Several factors come into play.
Firstly, X-Men 3 does not tend to be considered canon:
According to Lauren Schuler Donner, one of the producers of all of those films, you can now safely consider X-Men 3: The Last Stand and X-Men Origins: Wolverine as non-canon. She explains this at the premier to X-Men: Days of Future Past:
“Just forget about ‘X3’ and the first ‘Wolverine’ - forget about that, too!“
From this question: https://scifi.stackexchange.com/a/106178/3804
Secondly, the Beast we see in ''Days of Future Past'' had seen the idea of a cure go wrong too often. Firstly with himself, then Mystique's reaction to the mere idea. Finally Bolivar Trask using the same cells, that helped him create his first serum, for the Sentinels. Beast is a smart man. He probably predicted the weaponisation of the cure.
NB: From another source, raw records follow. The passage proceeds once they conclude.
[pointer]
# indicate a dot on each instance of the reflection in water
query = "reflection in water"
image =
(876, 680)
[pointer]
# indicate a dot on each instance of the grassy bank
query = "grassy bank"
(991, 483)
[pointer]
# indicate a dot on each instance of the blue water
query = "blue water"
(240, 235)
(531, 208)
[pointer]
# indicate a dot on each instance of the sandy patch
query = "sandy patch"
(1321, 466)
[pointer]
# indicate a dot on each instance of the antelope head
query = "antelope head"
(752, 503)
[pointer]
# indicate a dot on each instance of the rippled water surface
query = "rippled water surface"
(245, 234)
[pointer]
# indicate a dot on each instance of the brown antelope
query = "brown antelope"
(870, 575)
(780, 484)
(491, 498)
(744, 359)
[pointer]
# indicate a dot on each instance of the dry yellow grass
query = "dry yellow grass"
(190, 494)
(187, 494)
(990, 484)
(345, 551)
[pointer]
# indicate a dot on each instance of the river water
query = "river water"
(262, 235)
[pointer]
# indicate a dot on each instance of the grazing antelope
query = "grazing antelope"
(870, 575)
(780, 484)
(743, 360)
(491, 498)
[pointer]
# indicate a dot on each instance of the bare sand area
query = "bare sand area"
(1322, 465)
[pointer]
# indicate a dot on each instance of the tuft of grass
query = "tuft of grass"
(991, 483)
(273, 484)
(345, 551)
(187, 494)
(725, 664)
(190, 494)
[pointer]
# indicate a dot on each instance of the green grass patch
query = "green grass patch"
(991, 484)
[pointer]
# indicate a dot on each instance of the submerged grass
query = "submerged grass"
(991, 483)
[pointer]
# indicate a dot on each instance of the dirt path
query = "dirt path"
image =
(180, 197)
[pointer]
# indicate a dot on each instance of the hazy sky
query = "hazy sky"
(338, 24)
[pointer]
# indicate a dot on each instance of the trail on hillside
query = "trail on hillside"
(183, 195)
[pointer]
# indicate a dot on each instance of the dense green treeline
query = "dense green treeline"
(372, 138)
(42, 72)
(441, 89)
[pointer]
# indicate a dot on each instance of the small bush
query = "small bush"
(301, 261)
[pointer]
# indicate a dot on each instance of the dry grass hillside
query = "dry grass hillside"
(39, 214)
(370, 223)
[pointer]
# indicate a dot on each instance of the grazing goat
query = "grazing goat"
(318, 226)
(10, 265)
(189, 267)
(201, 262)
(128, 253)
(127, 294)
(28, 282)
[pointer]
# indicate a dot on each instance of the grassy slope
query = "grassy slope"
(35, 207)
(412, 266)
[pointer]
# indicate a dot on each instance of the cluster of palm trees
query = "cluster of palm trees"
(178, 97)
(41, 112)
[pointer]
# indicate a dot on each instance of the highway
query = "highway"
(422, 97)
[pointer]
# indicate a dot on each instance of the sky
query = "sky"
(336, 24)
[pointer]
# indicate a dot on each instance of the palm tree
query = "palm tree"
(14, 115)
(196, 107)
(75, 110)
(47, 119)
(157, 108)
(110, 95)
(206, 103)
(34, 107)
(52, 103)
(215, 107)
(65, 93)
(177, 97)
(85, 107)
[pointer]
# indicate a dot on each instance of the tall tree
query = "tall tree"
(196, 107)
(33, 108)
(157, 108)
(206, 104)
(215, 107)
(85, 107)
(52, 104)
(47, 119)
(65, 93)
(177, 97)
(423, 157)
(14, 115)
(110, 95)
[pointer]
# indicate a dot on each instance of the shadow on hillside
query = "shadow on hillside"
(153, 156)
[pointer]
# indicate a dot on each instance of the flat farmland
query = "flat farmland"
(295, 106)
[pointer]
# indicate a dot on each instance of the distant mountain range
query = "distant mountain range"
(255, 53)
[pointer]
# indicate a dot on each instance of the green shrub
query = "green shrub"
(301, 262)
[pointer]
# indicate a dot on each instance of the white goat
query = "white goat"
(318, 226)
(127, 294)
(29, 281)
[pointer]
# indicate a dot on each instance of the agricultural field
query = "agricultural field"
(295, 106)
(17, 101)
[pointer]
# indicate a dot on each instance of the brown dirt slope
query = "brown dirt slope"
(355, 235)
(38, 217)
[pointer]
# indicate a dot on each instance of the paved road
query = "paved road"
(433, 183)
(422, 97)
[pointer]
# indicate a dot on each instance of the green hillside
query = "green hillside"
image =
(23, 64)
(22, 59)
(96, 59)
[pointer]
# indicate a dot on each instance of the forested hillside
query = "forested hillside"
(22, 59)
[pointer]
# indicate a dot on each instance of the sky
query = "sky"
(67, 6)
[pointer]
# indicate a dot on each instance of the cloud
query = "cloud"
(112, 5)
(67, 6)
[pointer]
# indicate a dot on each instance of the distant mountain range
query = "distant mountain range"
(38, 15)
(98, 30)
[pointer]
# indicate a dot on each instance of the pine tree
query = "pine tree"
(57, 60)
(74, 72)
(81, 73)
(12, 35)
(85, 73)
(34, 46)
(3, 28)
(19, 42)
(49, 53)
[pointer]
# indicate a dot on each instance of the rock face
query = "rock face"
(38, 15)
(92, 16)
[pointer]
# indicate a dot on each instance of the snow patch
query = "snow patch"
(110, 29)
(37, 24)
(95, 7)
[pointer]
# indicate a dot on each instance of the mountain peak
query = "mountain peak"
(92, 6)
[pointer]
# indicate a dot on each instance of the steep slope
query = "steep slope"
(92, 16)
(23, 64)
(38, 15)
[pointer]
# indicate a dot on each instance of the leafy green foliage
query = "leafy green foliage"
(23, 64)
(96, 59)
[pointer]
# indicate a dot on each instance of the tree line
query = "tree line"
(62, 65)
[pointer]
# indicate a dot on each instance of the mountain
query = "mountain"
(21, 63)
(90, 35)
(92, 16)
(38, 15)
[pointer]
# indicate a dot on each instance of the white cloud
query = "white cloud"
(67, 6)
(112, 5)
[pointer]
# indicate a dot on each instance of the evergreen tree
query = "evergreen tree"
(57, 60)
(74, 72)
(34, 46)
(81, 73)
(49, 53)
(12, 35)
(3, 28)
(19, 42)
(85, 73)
Thirdly he's been campaigning for human-mutant peace since ''X-Men 1''.

He's likely in awe because:
- He'd given up hope for a 'cure'
- He's aware of the treatment 'Leech' had been given, but still seemed innocent
- Clearly he still misses being human looking
- He's relieved it's not based on his serum
As for helping Rogue, he probably had too many factors (discussed earlier about Mystique) putting him off.
Professor X is also likely put off because:
- He is for resolving differences, not removing them
- The serum is able to remove his paraplegia; what other side effects might it have?
All this makes Beast's reaction not just plausible, but cromulent.